Semprola

Most people interested in developing new programming languages or programming environments are looking at how to improve the syntax and semantics of the program text or at tools that help make programmers more productive at crafting the program text. What we need is a more fundamental change to the conception of what a program is.

Semprola introduces a new, semiotic programming environment in which we program with signs in a context, rather than with symbols in a text file and where we treat dialogue rather than functions as the dominant organising principle of our code.

All of the information held in this environment is managed in a distributed, semiotic graph that is organized into multiple ontological spaces. Taken together these enable our programs and data to have greater semantic depth. The semiotic graph is constructed out of a single, data structure called a nodedge, that forms both the nodes and the edges of the graph structure.

Below is a link to a paper, presented at Salon des Refusés in 2018, in which I gave a brief introduction to Semprola (a Semiotic Programming Language).

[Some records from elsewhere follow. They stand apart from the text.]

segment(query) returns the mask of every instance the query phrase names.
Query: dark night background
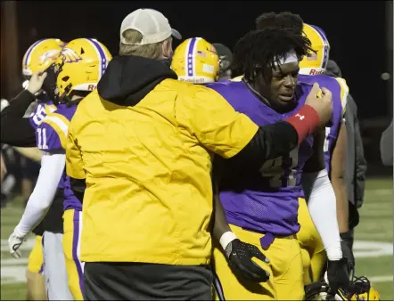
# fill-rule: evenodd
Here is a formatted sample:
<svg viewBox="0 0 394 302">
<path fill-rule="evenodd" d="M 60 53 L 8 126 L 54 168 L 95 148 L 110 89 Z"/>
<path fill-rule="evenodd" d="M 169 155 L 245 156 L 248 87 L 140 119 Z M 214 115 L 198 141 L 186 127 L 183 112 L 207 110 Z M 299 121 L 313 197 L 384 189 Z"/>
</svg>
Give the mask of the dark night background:
<svg viewBox="0 0 394 302">
<path fill-rule="evenodd" d="M 95 37 L 115 55 L 123 18 L 141 7 L 160 11 L 183 38 L 202 37 L 230 48 L 253 29 L 260 13 L 298 13 L 326 32 L 330 57 L 341 67 L 360 118 L 388 115 L 389 81 L 381 75 L 390 72 L 392 62 L 384 1 L 18 1 L 21 61 L 28 47 L 43 37 Z"/>
<path fill-rule="evenodd" d="M 29 46 L 44 37 L 59 37 L 63 41 L 95 37 L 116 55 L 123 18 L 141 7 L 163 12 L 184 38 L 202 37 L 230 48 L 254 28 L 255 18 L 262 12 L 290 11 L 326 32 L 331 44 L 330 57 L 342 70 L 357 102 L 360 118 L 390 118 L 392 86 L 389 85 L 392 78 L 384 81 L 381 78 L 383 72 L 392 75 L 392 45 L 388 45 L 386 2 L 16 1 L 18 46 L 15 60 L 17 66 L 21 66 Z M 174 47 L 176 45 L 176 42 Z M 2 54 L 5 54 L 2 55 L 3 65 L 7 59 L 6 53 Z M 20 75 L 19 70 L 17 75 Z M 2 87 L 6 86 L 4 81 L 11 81 L 4 78 L 2 77 Z M 6 94 L 10 92 L 5 95 L 2 93 L 2 97 L 12 96 Z"/>
</svg>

Semprola: A Semiotic Programming Language

Sharpe, O. (2018). Semprola: a semiotic programming language. In Conference Companion of the 2nd International Conference on Art, Science, and Engineering of Programming (Programming’18 Companion). Association for Computing Machinery.DOI: https://doi.org/10.1145/3191697.3214330

Hopefully in the next year I will be able to spend more time developing this Semprola programming environment/language and indeed writing up more information about it here.